The first, of course, is fibre. Here, glass fibre optic cable is installed in the ground and diverted to homes and businesses for personal use. The cable transfers data at light speed, on a securely-managed network. Link Africa is one of the leading ‘Open-Access’ licensed fibre network operators in South Africa.
The second option is dubbed LTE, and is our focus for this article.
LTE stands for “Long-Term Evolution” and exists as an entirely wireless broadband solution with mobility.
The advantage of LTE is that it relies on broadcasting towers, not cable, meaning a cable doesn’t need to be installed in the ground over the ‘last mile’ to your home or business. That makes it a faster convenience for neighbourhoods and businesses that don’t yet have fibre in their area.

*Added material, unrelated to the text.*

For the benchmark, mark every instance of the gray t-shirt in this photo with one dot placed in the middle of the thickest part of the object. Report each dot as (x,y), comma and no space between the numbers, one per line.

The issue is that LTE is often sold as an all-you-can-eat solution when the actual ‘user experience’ is often underwhelming compared to the LTE ‘promise’.
LTE in focus
The first and crucial stress point is LTE’s delivery mechanism.
With wireless, location is everything. The speed you’re getting depends on how far you are from the nearest broadcasting tower and the prevailing environmental conditions at the time you need to use it. But until you sign on the dotted line and buy an LTE package, there’s no telling the speeds you’ll get at the locations you may need it in.

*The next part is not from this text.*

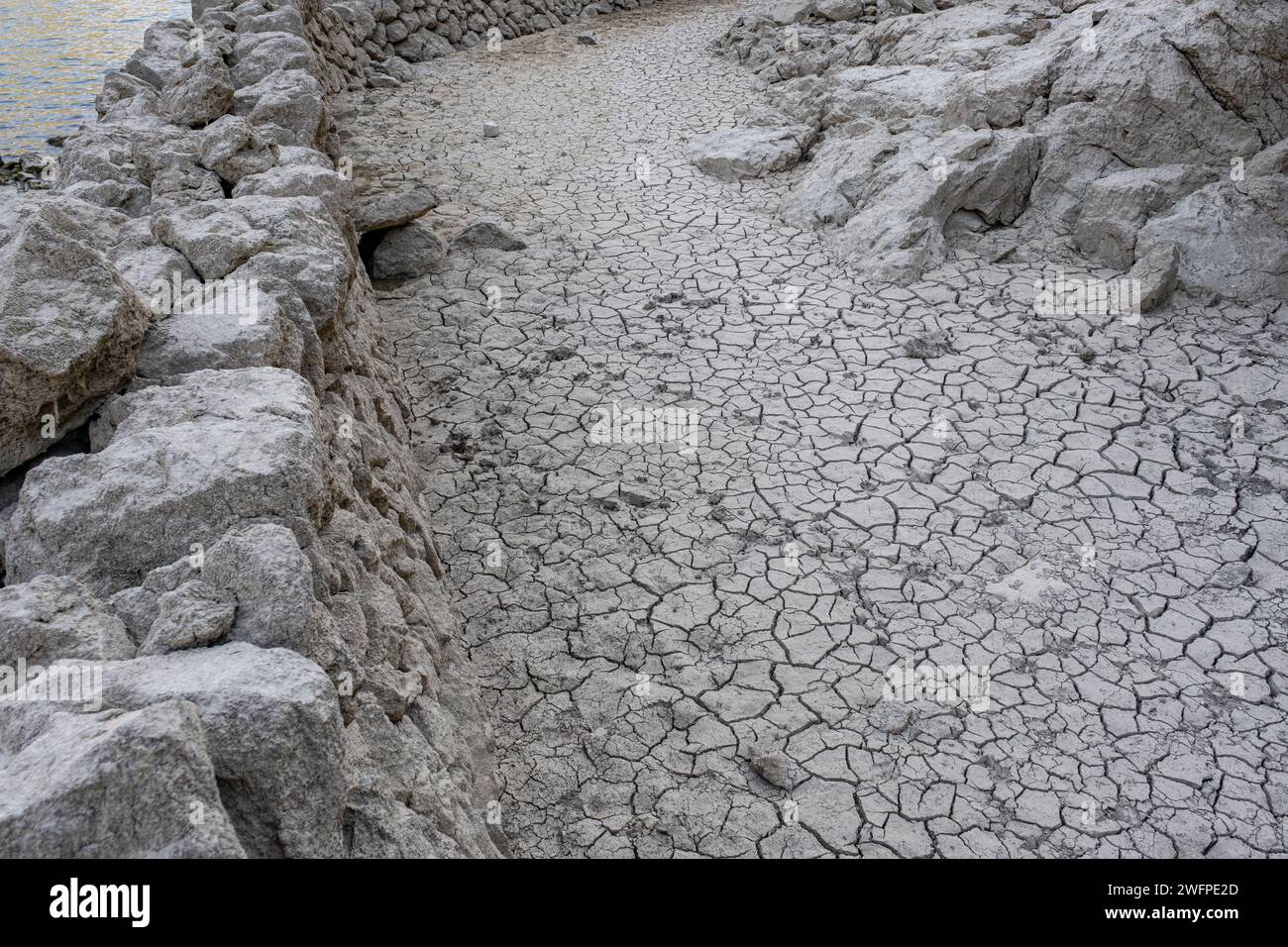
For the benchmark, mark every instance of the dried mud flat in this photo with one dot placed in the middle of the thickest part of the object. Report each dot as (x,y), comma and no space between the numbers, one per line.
(684,629)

That brings us to the second issue: the way LTE is being sold. For some reason, across the industry, LTE is often bundled with uncapped data and comes at a fixed price of R799 per month on a 24-month contract. For one, 24 months is a long time in an industry that changes week by week. For another, you get no guarantees on quality. Even if you live a long way from the nearest tower, and experience slow speeds as a result, you’re still required to pay the R799 – for 24 months.

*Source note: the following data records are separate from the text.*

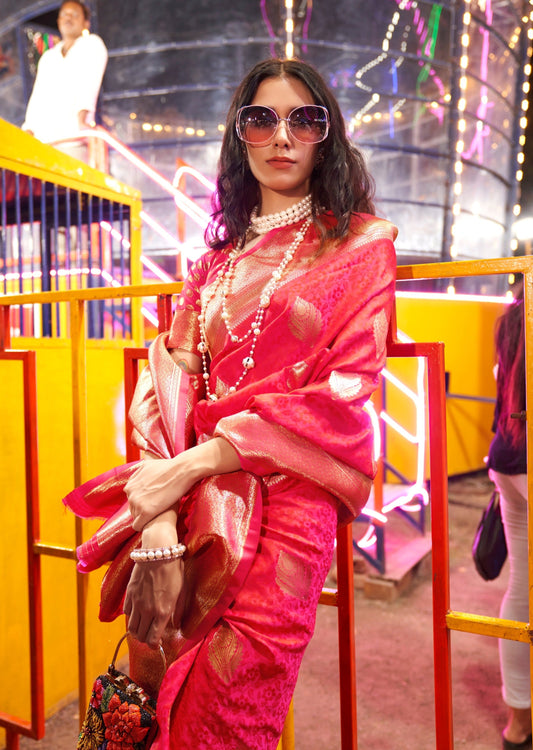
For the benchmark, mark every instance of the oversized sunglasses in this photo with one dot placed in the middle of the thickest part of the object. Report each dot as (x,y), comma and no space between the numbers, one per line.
(257,125)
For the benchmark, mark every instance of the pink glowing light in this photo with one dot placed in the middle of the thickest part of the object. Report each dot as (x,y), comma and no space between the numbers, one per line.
(196,213)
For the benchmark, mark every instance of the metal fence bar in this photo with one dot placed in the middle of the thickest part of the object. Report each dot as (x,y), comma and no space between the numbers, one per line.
(17,726)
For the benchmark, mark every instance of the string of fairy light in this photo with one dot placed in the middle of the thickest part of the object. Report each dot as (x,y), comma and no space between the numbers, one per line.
(426,31)
(462,154)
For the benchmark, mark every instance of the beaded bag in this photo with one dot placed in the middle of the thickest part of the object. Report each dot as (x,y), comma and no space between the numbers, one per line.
(120,713)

It’s not as if your speed will improve over time, either. One thing LTE providers don’t tell you is that there is no way to control the number of users using any one tower at any given time. Wireless is just that – wireless, and as the user-base expands, you’ll see speeds dropping further as more subscribers contend for capacity from the same antenna signal.
The Netflix equation
The crucial difference between LTE and Fibre is exclusivity or contention.
Let’s use an analogy we can all get behind. LTE is like a busy highway. You’re speeding through the tunnel, on the open road, when you hit traffic. Your car slows to a crawl. You’ve still got access to every inch of that asphalt, as before, only your everyday drive is taking ten times as long. Just like your download speeds.
Fibre? It’s like having your own personal road. Your driving pleasure (speed) is easy to manage behind the scenes, because it’s only you and your family using it. The only real threat of congestion can come from your Internet Service Provider, who manages your service. By and large, a quality ISP will deliver you a quality service, while the mechanism through which LTE works cannot make the same guarantees.
With this in mind, how will LTE cope with the rigours of modern content platforms like Netflix, Showmax and Apple TV? Who wants to watch online and if they’re sitting in stuttering traffic all day?
Soon, we’re all going to be consuming uncapped internet, where there are no limitations on our data. This makes sense in a world where streaming services will ask that we upload and download gigabytes of data by the hour.
But beware, because uncapped is not a one-size fits all term.
A true uncapped connection delivers content irrespective of type. Data should ideally not be “shaped”, “capped” or “throttled”. Again, this is determined by your ISP, and is something Link Africa has no control over. Still, if you’re a paying LTE customer, you might be on a congested highway, but for R799 a month, you want your own private slip-road.
The last point to bear in mind is the payment structure itself. 24-month contracts are becoming increasingly undesirable to the consumer market in an industry where the rate of change is rapid, and only one thing is certain: you’ll save yourself a lot of money in the long run if you stick to a shorter deal.
As a short term solution for consumers without access to fibre, LTE can do a job. But before you take the plunge, bear a few things in mind:
- LTE is great when you are ‘on the move’ but can be costly and suffer from congestion and environmental effects.
- Fibre is best for that ‘fixed’ location solution and is the most scalable to meet increasing demand for speed.
- LTE makes a great alternate broadband channel should the fibre be out of service for any length of time.